Auf den Prüfstand gehört die taktische Grundordnung: Wie bei seinem Debüt gegen Dortmund (1:2) agierte Hertha erneut mit einer Fünferkette. Folglich fehlte meist der Zugriff im Mittelfeld. Ein Berliner Wintermärchen entsteht eher nicht, wenn sich der Big-City-Club-Visionär statt mit dem Offensivliebhaber Joachim Löw als taktischen Regisseur an seiner Seite nun vom Defensivdenker Alexander Nouri leiten lässt. Klinsmanns erster Assistent scheiterte letztlich als Chefcoach beim SV Werder im November 2017, weil Nouri mit jener Ausrichtung dem Bremer Team alle offensiven Lösungsmöglichkeiten genommen hatte.

„Wir wollten uns in gewissen Situationen tiefer fallen lassen.
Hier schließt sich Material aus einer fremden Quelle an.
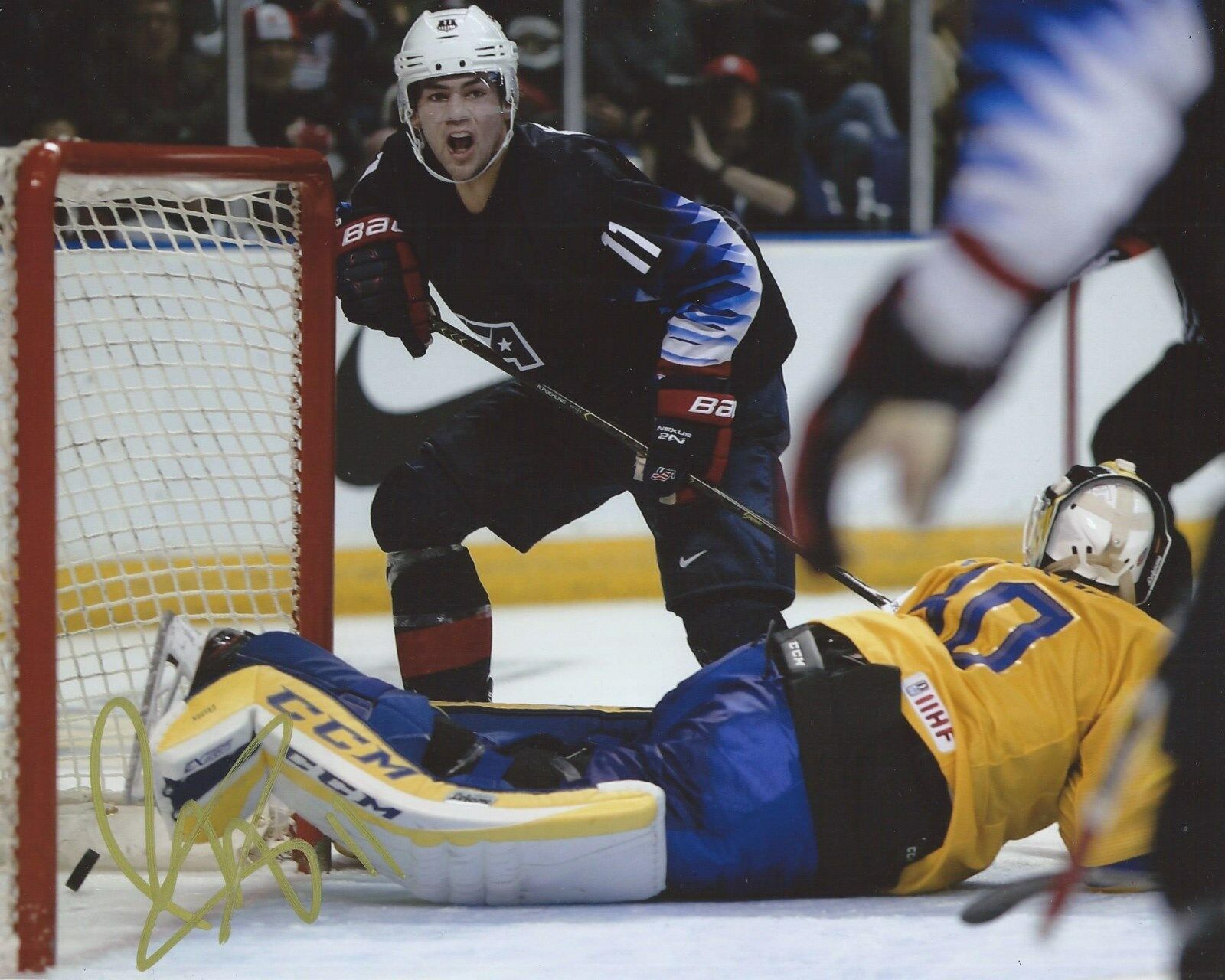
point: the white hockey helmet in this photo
(1102, 526)
(456, 42)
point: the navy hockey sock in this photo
(444, 631)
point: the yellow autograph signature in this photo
(233, 861)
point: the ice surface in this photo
(622, 653)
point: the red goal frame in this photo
(36, 593)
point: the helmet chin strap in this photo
(418, 142)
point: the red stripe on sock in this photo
(445, 647)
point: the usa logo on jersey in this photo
(506, 341)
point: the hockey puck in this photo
(83, 867)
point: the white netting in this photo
(9, 163)
(177, 433)
(178, 410)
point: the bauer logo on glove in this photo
(692, 435)
(380, 283)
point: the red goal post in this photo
(269, 212)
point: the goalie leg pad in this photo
(444, 842)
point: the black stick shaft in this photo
(763, 524)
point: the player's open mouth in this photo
(459, 144)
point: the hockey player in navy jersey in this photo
(653, 310)
(865, 753)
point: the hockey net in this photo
(168, 322)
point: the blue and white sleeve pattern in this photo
(684, 257)
(1073, 113)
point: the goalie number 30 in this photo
(965, 645)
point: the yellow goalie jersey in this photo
(1021, 683)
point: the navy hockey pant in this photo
(720, 745)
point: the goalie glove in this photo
(692, 435)
(894, 400)
(380, 283)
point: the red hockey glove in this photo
(380, 285)
(692, 434)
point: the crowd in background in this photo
(806, 98)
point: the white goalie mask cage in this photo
(1102, 526)
(456, 42)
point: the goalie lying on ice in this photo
(864, 753)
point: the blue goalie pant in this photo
(720, 746)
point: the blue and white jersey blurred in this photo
(1072, 114)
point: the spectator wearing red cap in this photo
(277, 114)
(737, 144)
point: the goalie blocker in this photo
(502, 805)
(444, 841)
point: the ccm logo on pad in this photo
(375, 227)
(707, 404)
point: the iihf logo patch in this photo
(931, 710)
(505, 341)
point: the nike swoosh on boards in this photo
(371, 441)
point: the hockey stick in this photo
(1149, 710)
(471, 345)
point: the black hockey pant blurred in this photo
(524, 469)
(1186, 217)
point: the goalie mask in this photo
(1102, 526)
(453, 43)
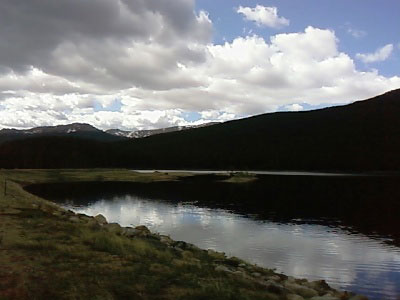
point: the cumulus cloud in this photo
(294, 107)
(357, 33)
(380, 54)
(263, 16)
(148, 63)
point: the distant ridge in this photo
(362, 136)
(145, 133)
(80, 130)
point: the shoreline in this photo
(145, 265)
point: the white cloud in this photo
(357, 33)
(159, 71)
(380, 54)
(294, 107)
(263, 16)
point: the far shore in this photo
(50, 253)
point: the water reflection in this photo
(331, 227)
(353, 262)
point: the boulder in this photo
(301, 290)
(221, 268)
(166, 240)
(325, 297)
(100, 219)
(74, 219)
(113, 227)
(294, 297)
(143, 230)
(130, 232)
(275, 288)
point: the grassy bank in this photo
(49, 253)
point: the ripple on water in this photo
(348, 261)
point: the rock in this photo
(100, 219)
(57, 213)
(166, 240)
(303, 291)
(319, 285)
(256, 274)
(325, 297)
(274, 278)
(113, 227)
(358, 297)
(220, 268)
(294, 297)
(275, 288)
(74, 219)
(130, 232)
(178, 249)
(143, 229)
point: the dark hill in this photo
(362, 136)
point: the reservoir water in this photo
(298, 226)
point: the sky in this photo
(144, 64)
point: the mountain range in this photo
(362, 136)
(88, 131)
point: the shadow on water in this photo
(370, 205)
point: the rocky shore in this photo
(47, 252)
(280, 286)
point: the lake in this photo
(344, 229)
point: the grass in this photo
(45, 256)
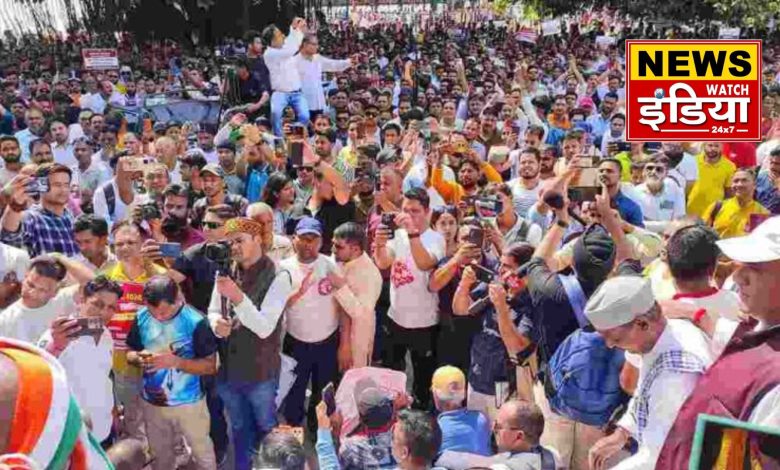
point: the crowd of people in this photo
(455, 203)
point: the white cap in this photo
(618, 301)
(760, 246)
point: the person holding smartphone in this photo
(86, 354)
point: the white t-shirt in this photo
(412, 305)
(720, 304)
(28, 324)
(523, 198)
(314, 317)
(14, 263)
(667, 205)
(88, 366)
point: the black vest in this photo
(245, 356)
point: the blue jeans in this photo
(318, 361)
(251, 407)
(280, 100)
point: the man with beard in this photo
(61, 147)
(488, 134)
(214, 189)
(734, 216)
(91, 234)
(525, 188)
(599, 123)
(36, 127)
(11, 154)
(661, 200)
(547, 161)
(46, 227)
(358, 290)
(609, 176)
(313, 338)
(206, 142)
(470, 172)
(471, 132)
(173, 227)
(767, 192)
(715, 173)
(683, 168)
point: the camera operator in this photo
(173, 226)
(196, 268)
(46, 227)
(500, 302)
(250, 333)
(213, 178)
(87, 357)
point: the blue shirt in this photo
(599, 125)
(189, 336)
(767, 194)
(629, 210)
(465, 430)
(43, 231)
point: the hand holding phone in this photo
(329, 397)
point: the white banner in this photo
(551, 27)
(728, 33)
(100, 59)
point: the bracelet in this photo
(698, 315)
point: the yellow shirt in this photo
(711, 186)
(127, 307)
(733, 219)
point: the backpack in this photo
(582, 379)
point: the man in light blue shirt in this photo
(36, 127)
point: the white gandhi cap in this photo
(618, 301)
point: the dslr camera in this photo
(150, 211)
(219, 253)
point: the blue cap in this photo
(309, 225)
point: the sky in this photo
(15, 16)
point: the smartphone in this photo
(476, 236)
(329, 397)
(483, 274)
(170, 250)
(89, 326)
(755, 220)
(388, 221)
(297, 130)
(296, 153)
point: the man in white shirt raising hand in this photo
(405, 243)
(285, 78)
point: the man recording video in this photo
(245, 313)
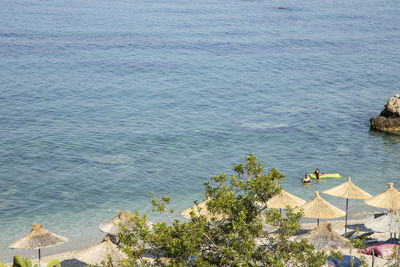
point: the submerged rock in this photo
(389, 119)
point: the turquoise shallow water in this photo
(104, 101)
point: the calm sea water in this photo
(103, 101)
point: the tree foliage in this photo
(239, 239)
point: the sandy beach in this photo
(69, 252)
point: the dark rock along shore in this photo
(389, 119)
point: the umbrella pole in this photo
(39, 257)
(347, 207)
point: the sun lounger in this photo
(348, 261)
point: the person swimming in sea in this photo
(317, 173)
(306, 179)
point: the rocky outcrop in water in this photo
(389, 119)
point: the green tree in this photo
(239, 239)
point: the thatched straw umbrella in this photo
(325, 238)
(39, 238)
(201, 209)
(320, 209)
(100, 252)
(284, 199)
(113, 225)
(347, 190)
(390, 199)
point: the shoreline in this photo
(68, 250)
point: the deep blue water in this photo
(103, 101)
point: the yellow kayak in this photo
(326, 175)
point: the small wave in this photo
(263, 125)
(112, 159)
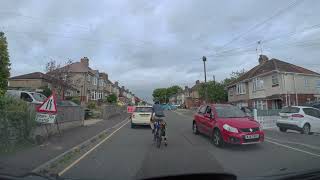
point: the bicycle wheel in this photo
(159, 140)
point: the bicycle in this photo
(160, 131)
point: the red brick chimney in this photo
(263, 59)
(85, 61)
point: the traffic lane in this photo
(294, 137)
(131, 154)
(254, 160)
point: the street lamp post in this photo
(204, 59)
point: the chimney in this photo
(263, 59)
(85, 61)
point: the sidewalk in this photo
(25, 161)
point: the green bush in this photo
(17, 121)
(112, 98)
(46, 91)
(91, 105)
(74, 99)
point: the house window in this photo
(318, 83)
(306, 82)
(241, 88)
(260, 104)
(257, 84)
(275, 80)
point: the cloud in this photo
(148, 44)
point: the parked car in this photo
(225, 123)
(32, 97)
(141, 116)
(300, 118)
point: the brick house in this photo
(273, 84)
(83, 77)
(37, 80)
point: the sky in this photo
(147, 44)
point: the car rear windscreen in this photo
(143, 109)
(229, 112)
(290, 110)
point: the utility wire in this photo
(264, 22)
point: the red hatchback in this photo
(225, 123)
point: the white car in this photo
(141, 116)
(300, 118)
(32, 97)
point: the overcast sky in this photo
(147, 44)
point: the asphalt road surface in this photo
(131, 154)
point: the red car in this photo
(225, 123)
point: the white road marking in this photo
(292, 142)
(182, 114)
(73, 148)
(292, 148)
(88, 152)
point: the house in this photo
(273, 84)
(37, 80)
(104, 88)
(83, 77)
(116, 89)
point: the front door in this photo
(200, 118)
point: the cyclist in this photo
(157, 115)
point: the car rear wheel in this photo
(306, 129)
(283, 129)
(195, 128)
(217, 138)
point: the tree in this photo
(4, 64)
(216, 92)
(46, 91)
(112, 98)
(163, 94)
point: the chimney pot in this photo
(263, 59)
(85, 61)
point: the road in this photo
(131, 154)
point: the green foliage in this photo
(216, 92)
(46, 91)
(17, 120)
(112, 98)
(74, 99)
(163, 94)
(4, 64)
(92, 105)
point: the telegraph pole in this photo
(204, 59)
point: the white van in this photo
(32, 97)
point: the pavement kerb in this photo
(45, 168)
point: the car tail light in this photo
(297, 115)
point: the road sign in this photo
(49, 105)
(130, 109)
(45, 118)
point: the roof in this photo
(40, 75)
(34, 75)
(272, 65)
(77, 67)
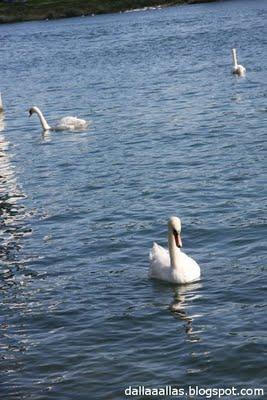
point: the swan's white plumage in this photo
(1, 103)
(238, 69)
(172, 265)
(65, 123)
(71, 123)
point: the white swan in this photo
(237, 68)
(1, 103)
(66, 123)
(173, 265)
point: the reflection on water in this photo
(183, 296)
(11, 215)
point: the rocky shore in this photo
(23, 10)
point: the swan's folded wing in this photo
(72, 123)
(159, 258)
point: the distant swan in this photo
(173, 265)
(66, 123)
(237, 68)
(1, 103)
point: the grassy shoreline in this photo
(33, 10)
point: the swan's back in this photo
(160, 263)
(160, 266)
(71, 123)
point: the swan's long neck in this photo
(43, 121)
(234, 58)
(173, 250)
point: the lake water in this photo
(172, 132)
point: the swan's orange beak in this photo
(178, 239)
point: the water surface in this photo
(173, 132)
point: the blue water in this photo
(172, 132)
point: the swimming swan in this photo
(1, 104)
(66, 123)
(173, 265)
(237, 68)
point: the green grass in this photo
(45, 9)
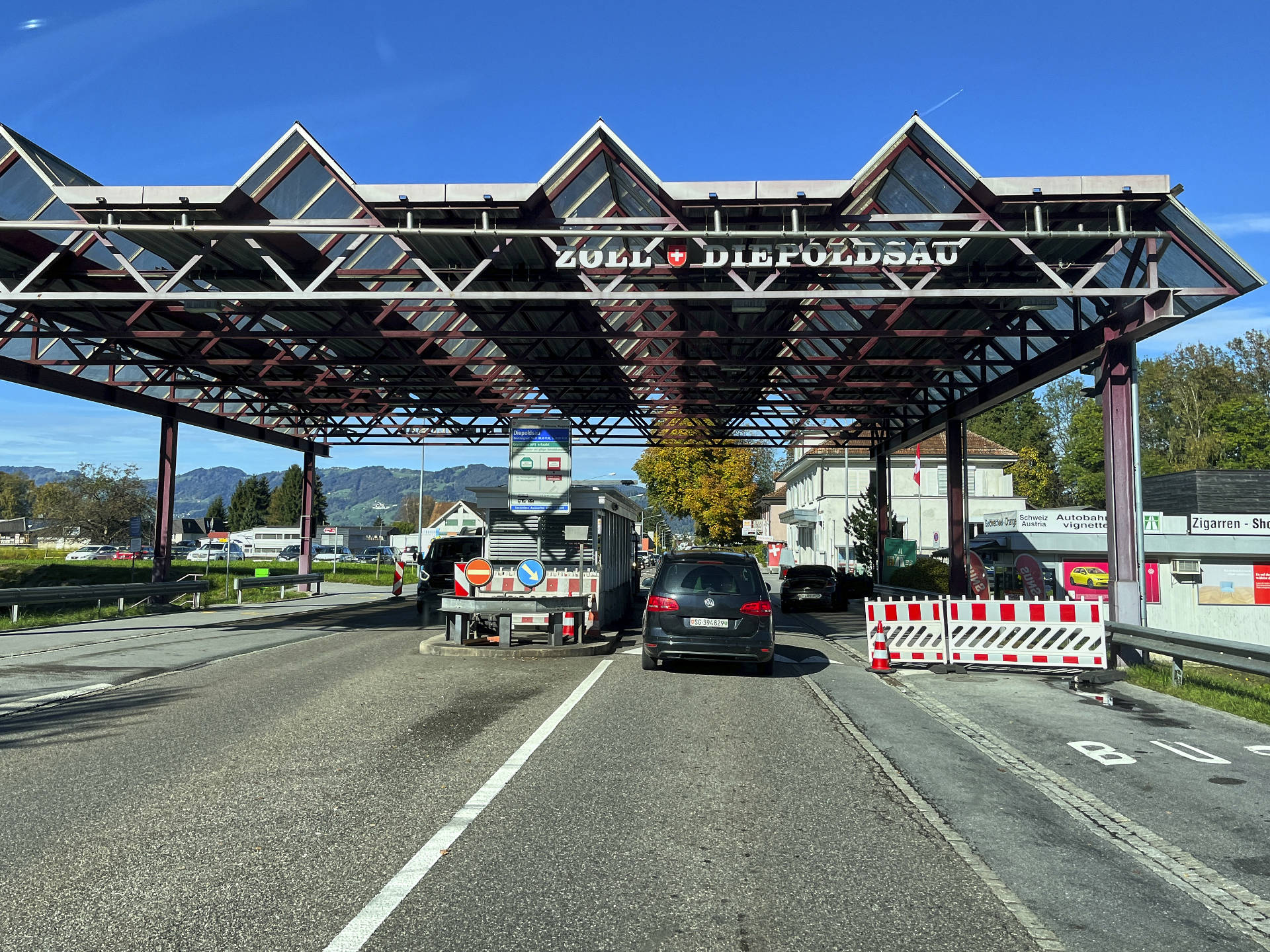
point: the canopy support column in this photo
(955, 465)
(306, 514)
(882, 484)
(1121, 471)
(165, 498)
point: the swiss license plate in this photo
(709, 623)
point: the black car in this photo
(709, 606)
(437, 571)
(813, 587)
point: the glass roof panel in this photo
(298, 188)
(923, 179)
(273, 163)
(22, 193)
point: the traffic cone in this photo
(880, 654)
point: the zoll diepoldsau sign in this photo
(854, 253)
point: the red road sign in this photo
(479, 571)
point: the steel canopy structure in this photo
(306, 310)
(300, 307)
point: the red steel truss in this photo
(302, 309)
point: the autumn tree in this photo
(715, 481)
(97, 503)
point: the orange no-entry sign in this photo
(479, 571)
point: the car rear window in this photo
(722, 578)
(813, 571)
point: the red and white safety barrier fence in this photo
(1025, 634)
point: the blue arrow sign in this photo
(530, 573)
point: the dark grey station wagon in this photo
(709, 604)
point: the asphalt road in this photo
(261, 803)
(267, 801)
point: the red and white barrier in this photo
(1025, 634)
(915, 630)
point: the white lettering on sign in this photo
(860, 253)
(1202, 757)
(1100, 752)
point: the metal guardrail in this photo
(59, 594)
(269, 582)
(1238, 655)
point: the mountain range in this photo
(352, 494)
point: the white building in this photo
(816, 508)
(459, 520)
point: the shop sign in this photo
(1235, 584)
(854, 253)
(1223, 524)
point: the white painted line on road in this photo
(379, 909)
(40, 701)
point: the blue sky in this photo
(192, 93)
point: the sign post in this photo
(539, 467)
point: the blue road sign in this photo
(531, 573)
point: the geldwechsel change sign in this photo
(539, 469)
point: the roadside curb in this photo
(437, 645)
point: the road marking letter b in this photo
(1100, 752)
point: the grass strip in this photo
(1234, 692)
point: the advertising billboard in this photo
(1235, 584)
(1086, 579)
(539, 469)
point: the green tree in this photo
(1016, 424)
(97, 503)
(690, 473)
(17, 495)
(1035, 479)
(215, 509)
(1081, 469)
(287, 499)
(864, 528)
(249, 506)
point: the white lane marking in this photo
(372, 916)
(1199, 756)
(1100, 752)
(1234, 904)
(40, 701)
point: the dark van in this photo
(437, 576)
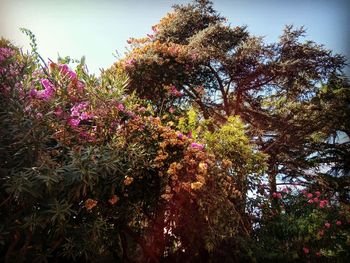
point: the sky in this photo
(98, 28)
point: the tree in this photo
(194, 56)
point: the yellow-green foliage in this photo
(231, 143)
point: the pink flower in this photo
(74, 122)
(130, 61)
(189, 134)
(120, 107)
(285, 190)
(277, 195)
(323, 203)
(197, 146)
(321, 233)
(58, 111)
(86, 116)
(33, 93)
(174, 91)
(45, 94)
(66, 71)
(306, 250)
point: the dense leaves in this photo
(203, 144)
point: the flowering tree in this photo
(186, 167)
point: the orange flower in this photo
(90, 203)
(114, 199)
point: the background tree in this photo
(194, 56)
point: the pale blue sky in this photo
(97, 28)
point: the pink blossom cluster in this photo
(277, 195)
(66, 71)
(197, 146)
(175, 92)
(315, 198)
(79, 112)
(45, 94)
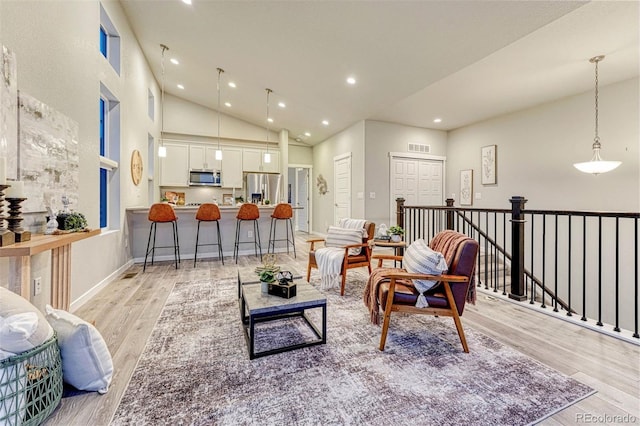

Wir werden schon noch variieren“, versprach Klinsmann bei der Systemfrage. Die Formation sei zunächst nur gegen den BVB und eine „starke Eintracht“ ausgewählt worden, „wir müssen noch sehen, was für die Mannschaft am besten passt.“ Grundsätzlich gehe es aber gar nicht um seine Handschrift: „Ich wünsche mir einfach, dass wir so schnell wie möglich nach oben kommen.“ Immerhin: Am 14. Spieltag ging’s rauf - von Platz 16 auf 15.